New Endeavor report reveals economic and community impact of homegrown entrepreneurial companies like EveryMundo.

By Nancy Dahlberg
“A crash course in crisis management” — that’s how Seth Cassel described back in May what it was like leading Miami-based EveryMundo during the global pandemic.
 EveryMundo, the world’s leader in fare marketing technology for airlines, counts more than 50 major carriers as customers in one of the hardest hit industries in the COVID-19 crisis. We had a chance to check back in with the Miami-based tech company last week on its plan to get to the other side of this unprecedented crisis.

 “It’s easy when things are going well. The great companies are the ones that make it through the toughest times,” said Cassel, who is president of the company. “And this is inarguably the toughest of times.”

While there is still a lot of uncertainty about when a recovery in the airline industry will begin, Cassel said the opportunity on the other side makes it all worth it.
 “We operate in an industry that historically grows at low single digit percentages and we have managed to build a growing small business at double digit percentages. And soon enough, we could be operating in an industry that will be growing double digits as it recovers, yet still have a lot of those same fundamentals as a stable well established industry. And that’s an opportunity,” said Cassel, who founded the company with CEO Anton Diego (pictured above).
“The ultimate motivating factor is that our business could accelerate far beyond our initial wildest dreams if we can get there – now that if is massive.”
Survival is first and foremost but a few recent changes EveryMundo made will help. Cassel said the company reevaluated its organizational structure and leveled up a large cross section of the team to give them a new structure with more autonomy and more responsibility. And on the product side, EveryMundo has continued signing new customers for its fare marketing products and services but it has adjusted its commercial model, which requires EveryMundo to deliver the products more efficiently and more effectively.

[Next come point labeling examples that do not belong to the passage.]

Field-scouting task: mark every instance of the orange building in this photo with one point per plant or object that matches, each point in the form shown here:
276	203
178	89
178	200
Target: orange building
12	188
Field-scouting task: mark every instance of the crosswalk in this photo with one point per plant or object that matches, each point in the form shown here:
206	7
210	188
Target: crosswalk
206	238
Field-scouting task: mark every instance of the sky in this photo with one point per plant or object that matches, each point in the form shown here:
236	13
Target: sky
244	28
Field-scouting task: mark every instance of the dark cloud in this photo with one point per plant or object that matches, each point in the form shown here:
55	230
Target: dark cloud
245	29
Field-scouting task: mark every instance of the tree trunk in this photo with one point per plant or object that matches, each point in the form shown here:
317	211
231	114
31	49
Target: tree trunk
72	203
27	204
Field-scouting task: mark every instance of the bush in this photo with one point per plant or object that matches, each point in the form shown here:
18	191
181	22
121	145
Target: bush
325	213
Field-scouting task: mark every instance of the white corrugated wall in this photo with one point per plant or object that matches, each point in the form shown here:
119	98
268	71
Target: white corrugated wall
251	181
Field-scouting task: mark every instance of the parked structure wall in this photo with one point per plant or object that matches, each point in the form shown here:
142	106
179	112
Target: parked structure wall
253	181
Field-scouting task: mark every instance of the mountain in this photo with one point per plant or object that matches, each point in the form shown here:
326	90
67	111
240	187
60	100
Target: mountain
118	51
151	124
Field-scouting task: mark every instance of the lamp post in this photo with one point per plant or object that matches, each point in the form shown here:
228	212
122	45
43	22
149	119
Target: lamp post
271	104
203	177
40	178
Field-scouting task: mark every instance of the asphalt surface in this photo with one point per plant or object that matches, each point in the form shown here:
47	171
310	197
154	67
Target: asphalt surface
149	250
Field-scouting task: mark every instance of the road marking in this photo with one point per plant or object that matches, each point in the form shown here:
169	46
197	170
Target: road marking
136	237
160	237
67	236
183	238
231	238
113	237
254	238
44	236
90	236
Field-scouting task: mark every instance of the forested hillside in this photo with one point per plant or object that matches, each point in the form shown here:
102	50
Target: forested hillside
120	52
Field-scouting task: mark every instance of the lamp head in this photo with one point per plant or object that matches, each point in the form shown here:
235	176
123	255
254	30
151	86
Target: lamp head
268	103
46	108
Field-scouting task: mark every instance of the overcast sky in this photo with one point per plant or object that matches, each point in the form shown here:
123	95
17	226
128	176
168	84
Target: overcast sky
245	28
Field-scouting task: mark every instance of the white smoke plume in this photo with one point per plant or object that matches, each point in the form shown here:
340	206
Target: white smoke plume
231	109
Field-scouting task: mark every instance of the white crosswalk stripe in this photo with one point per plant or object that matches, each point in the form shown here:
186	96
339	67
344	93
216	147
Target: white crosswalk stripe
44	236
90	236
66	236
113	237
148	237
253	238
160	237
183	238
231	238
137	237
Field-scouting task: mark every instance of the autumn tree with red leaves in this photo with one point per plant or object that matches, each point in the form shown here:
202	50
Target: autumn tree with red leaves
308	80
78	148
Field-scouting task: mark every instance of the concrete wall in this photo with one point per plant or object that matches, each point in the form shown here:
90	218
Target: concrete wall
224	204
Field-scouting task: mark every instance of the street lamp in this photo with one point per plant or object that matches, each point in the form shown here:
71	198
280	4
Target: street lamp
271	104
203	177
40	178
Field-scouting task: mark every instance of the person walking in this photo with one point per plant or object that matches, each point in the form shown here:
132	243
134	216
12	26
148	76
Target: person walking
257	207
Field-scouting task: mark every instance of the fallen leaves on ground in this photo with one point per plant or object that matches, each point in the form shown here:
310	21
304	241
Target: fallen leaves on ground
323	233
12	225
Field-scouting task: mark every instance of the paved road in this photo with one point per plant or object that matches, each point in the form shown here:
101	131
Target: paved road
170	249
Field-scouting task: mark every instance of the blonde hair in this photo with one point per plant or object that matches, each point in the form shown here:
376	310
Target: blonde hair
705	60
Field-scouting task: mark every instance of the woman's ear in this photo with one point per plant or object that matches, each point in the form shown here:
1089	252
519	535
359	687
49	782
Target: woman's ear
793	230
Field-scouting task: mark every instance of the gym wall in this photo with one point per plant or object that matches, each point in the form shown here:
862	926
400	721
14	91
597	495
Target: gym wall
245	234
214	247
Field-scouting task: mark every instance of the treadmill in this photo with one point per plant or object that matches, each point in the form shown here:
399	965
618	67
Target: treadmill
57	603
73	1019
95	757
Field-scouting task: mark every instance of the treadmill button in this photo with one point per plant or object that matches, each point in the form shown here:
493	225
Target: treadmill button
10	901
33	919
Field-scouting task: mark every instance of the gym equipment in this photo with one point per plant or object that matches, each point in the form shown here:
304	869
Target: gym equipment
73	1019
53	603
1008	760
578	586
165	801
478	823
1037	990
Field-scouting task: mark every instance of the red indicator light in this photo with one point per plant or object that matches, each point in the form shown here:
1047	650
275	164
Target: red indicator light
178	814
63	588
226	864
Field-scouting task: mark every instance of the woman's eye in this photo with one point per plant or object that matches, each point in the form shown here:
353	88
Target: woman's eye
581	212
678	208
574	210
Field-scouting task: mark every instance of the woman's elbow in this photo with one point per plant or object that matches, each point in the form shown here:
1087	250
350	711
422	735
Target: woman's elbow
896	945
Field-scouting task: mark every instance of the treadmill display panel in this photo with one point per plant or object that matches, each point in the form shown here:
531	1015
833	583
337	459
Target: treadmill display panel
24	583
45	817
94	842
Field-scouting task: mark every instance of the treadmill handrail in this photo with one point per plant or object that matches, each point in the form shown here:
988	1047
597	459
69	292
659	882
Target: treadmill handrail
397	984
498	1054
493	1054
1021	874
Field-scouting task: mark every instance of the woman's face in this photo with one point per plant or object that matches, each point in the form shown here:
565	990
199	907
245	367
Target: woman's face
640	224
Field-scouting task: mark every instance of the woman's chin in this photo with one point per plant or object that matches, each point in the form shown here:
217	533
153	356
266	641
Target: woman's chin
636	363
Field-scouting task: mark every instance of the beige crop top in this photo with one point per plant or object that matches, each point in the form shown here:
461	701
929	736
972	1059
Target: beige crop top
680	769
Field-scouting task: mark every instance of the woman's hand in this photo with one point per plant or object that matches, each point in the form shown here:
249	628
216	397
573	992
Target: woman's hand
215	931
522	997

EveryMundo, which employs about 100 people, was also the fortunate recipients of the PPP and more recently a much larger Main Street Lending Program loan, Cassel said.

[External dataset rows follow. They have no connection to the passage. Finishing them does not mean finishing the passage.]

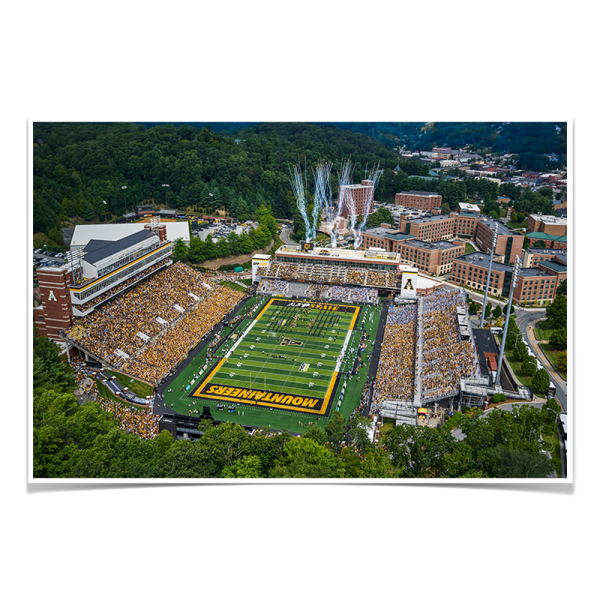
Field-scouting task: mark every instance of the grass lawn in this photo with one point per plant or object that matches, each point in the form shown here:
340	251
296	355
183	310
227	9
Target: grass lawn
543	330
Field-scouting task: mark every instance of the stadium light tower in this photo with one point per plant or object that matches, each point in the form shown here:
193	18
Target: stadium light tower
489	275
515	282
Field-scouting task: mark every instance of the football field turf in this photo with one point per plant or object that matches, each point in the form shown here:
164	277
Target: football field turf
287	358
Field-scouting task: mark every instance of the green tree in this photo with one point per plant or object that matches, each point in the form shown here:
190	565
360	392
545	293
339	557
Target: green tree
180	250
247	467
559	338
87	212
556	313
305	458
541	381
515	463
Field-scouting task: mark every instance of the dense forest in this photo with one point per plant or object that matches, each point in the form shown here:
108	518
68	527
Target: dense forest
99	171
84	441
80	169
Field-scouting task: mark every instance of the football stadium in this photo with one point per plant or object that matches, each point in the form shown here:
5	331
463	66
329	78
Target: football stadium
320	330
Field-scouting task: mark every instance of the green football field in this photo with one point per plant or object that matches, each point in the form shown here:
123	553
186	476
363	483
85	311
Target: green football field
286	358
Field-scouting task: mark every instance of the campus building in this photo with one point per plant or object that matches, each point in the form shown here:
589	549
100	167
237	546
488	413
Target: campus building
359	196
509	243
535	284
95	274
432	257
419	200
550	224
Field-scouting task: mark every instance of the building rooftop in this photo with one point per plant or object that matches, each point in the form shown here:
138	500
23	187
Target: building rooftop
554	266
483	260
111	248
357	255
502	228
417	193
533	272
83	234
550	219
431	218
441	245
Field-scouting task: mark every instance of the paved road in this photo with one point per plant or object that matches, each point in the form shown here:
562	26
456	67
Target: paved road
526	321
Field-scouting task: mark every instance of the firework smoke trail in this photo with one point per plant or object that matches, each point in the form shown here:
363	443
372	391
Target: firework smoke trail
322	177
373	177
300	192
345	196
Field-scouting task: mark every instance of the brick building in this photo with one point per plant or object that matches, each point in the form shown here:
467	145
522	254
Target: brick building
419	200
558	242
549	224
358	196
431	257
536	284
509	243
104	269
533	256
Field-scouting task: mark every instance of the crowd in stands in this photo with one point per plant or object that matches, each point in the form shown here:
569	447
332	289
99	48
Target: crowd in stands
332	274
446	358
272	286
353	294
395	379
112	332
141	422
125	284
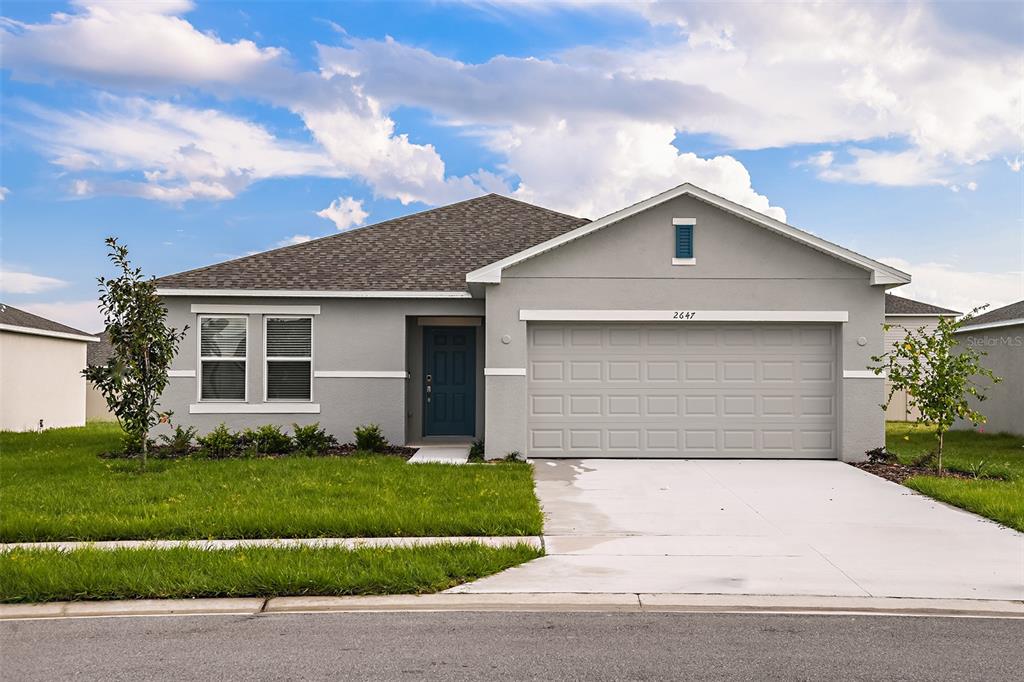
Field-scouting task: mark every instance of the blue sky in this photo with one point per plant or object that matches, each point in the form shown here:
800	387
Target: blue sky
199	132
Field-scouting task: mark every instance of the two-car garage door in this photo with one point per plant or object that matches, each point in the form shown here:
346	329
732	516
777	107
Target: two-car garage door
685	389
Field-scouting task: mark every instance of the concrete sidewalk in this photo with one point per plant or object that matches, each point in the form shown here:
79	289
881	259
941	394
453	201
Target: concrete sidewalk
518	602
347	543
756	527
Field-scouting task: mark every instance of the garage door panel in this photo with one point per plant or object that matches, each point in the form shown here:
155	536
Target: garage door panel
664	390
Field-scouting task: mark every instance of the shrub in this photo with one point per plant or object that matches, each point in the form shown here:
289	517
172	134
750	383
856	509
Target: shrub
267	439
219	442
179	441
370	438
311	439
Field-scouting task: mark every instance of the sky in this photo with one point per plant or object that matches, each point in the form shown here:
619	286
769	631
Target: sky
202	131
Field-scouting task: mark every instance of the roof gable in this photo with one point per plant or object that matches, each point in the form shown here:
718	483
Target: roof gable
897	305
23	322
880	272
422	253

 “Those two assists from the government have allowed us to feel comfortable about our survival … The way I describe it is, we have to continue to keep an eye on two inches in front of our face … One misstep could like blow off a limb. But we have a suit of armor now, because the Main Street loan ensures that we have enough capital to get through what I would consider to be a doomsday scenario.”
He adds, “I don’t know if we’ll be able to do everything the same way we did beforehand but the good news for us is that we’ve always put agility high on the list of things that we make sure we prioritize and so I think that’s going to be tested here.”

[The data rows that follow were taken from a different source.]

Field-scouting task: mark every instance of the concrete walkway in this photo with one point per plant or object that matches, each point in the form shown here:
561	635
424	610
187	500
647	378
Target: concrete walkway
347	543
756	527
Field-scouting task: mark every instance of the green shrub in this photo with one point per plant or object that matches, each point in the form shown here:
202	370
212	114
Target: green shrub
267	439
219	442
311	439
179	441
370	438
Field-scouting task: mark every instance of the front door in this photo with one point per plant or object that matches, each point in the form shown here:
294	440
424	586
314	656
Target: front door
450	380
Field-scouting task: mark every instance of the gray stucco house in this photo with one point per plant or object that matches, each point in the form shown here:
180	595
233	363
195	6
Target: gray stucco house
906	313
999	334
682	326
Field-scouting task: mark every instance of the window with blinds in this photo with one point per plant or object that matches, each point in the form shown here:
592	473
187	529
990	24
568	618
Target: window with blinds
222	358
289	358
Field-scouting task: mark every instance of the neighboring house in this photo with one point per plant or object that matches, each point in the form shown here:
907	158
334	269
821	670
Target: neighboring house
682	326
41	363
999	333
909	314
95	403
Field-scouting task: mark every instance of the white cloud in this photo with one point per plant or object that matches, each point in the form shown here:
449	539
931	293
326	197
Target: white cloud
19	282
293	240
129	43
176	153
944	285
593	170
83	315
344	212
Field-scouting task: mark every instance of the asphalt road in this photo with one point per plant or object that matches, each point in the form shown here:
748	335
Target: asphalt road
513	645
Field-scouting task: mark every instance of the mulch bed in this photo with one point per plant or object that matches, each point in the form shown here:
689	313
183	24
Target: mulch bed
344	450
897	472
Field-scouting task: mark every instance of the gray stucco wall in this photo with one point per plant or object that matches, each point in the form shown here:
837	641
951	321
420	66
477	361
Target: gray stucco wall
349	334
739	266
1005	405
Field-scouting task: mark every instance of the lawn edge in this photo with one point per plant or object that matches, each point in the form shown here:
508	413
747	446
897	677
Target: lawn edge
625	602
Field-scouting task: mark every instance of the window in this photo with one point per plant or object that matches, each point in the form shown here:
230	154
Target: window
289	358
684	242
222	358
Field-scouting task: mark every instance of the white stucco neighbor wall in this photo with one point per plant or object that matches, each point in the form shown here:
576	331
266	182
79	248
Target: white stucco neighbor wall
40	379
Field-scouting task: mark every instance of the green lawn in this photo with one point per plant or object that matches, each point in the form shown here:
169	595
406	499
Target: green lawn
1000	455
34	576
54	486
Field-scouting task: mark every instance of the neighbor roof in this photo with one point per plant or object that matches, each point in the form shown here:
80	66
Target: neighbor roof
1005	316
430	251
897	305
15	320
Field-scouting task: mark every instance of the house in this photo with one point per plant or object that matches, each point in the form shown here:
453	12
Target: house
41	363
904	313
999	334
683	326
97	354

Miami will be rooting for EveryMundo to come through this pandemic crisis because it is the type of company every city wants more of, the entrepreneurship organization Endeavor Miami believes. That’s because homegrown growing tech-enabled companies of 50 employees or more that are  led by local entrepreneurs create the majority of new jobs for an economy, tend to reinvest more in their communities through philanthropy and spawning other firms, and are better positioned for growth in the future, a new report by Endeavor Insights researchers says.
Endeavor Global’s report says that companies like EveryMundo – the report calls them “BEST Businesses” for Big (50 or more employees), Entrepreneur-led, Super-Productive (firms with higher rates of productivity per employees such as software companies), and Tech-enabled – are highly associated with local economic growth. (Find the report here.)
“Though less than 2% of companies become big (50 or more employees) by the time they are 11 to 15 years old, these companies produce the majority of the jobs created among businesses in their age group,” the report said. (See graphic from the Endeavor Insights report below)  

Noting the resources allotted to startup and small business development (incubators, grants, etc.) and relocations of established companies to the area, the report recommended that economic development offices and policymakers more strongly support these already growing homegrown tech-enabled BEST businesses.
A case study on the Miami metro area included in the report showed that the metro area has a higher concentration of BEST businesses than the nation as a whole. It also noted that its more than 220 businesses in this category were on the whole younger than those in the rest of the country.
BEST companies also tend to be more community focused than companies that relocate and spawn new companies and top talent.
I thought of EveryMundo, which was selected to join the global Endeavor network in 2015, and something Cassel said in an interview in 2019.
“We are trying to constantly strive for operational excellence to be a best in class employer in Miami. We’re not building something just to unload it. I can’t say that will not happen someday and someone would buy the company, but I know we are building the company for it to outlive all of us. We love that idea. We think Miami could use more companies like that and we would be very proud to be one of them.”